Preparing for the return of staff post-lockdown

Together we are Forbes

Article

06 May, 2020

The country has been enduring with a period of lockdown since the Prime Minister's announcement back on 23 March 2020 and now, a number weeks later the conversation in the media, government and amongst businesses and schools is turning towards a possible easing of restrictions and movement towards re-integration of society and the workforce. For the Education sector in particular, this may come earlier than other areas. The latest from the Education Secretary Gavin Williamson is that, although no set date can yet be given for when school closures will be lifted, when asked about whether schools would open in stages, he indicated that this is expected to be the case and was something that the Government was putting a great deal of thought into.

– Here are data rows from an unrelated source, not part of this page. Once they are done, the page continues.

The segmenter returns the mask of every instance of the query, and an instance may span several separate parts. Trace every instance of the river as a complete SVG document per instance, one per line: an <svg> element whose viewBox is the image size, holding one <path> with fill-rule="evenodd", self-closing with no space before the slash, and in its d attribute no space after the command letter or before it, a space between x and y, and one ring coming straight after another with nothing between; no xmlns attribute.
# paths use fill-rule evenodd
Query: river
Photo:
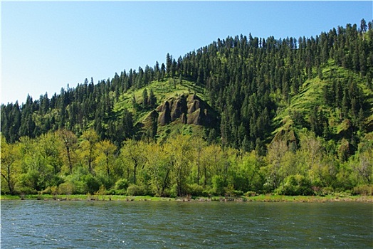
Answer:
<svg viewBox="0 0 373 249"><path fill-rule="evenodd" d="M369 203L2 201L1 248L373 248Z"/></svg>

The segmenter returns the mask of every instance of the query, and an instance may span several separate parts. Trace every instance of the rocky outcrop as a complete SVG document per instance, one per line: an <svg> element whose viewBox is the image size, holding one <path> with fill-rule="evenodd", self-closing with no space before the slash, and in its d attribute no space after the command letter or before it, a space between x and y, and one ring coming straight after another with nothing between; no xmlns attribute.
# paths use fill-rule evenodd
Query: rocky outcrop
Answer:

Although we are yet to hear the specifics of how this phased return would work, or the Government's wider strategy for reintegration of society post-lockdown, we have set out below some practical steps for schools to consider when making preparations for the return of staff when the current restrictions end, highlighting also some legal risk areas to be aware of during these uncertain times.

Health and Safety

Keep up to date with both the government's latest guidance on health and safety and the provision of PPE, as well as Public Health England guidance and any sector specific advice issued by the Department of Education to ensure that your internal procedures are compliant. As employers, schools have legal duties in relation to the health and safety of staff and should ensure they regularly review health and safety measures in place so they can be updated in light of any further advice and guidance issued. The Health and Safety Executive has published specific guidance relating to Covid-19, which can be found here: https://www.hse.gov.uk/news/coronavirus.htm.

Communication

Put in place a communication strategy to ensure that staff are regularly updated on the protective measures you are taking and that you intend to put in place when staff return. Reassurance will be key to ensuring your staff feel confident and able to return. In particular, this should include reminding staff about what they need to do if they start to feel unwell at work and who they can speak to if they have concerns. We would also recommend you consider setting up a post-lockdown re-induction process for staff to complete on their return. This should include a full briefing on any new procedures in place, a reminder of good hygiene practices that should be followed, information about what is required of them to ensure safe working practices are adhered to and who they need to contact if there any concerns. Consider also setting up regular group and one to one meetings between staff and managers/SLT to discuss ongoing developments, issues to be addressed and to provide support and reassurance.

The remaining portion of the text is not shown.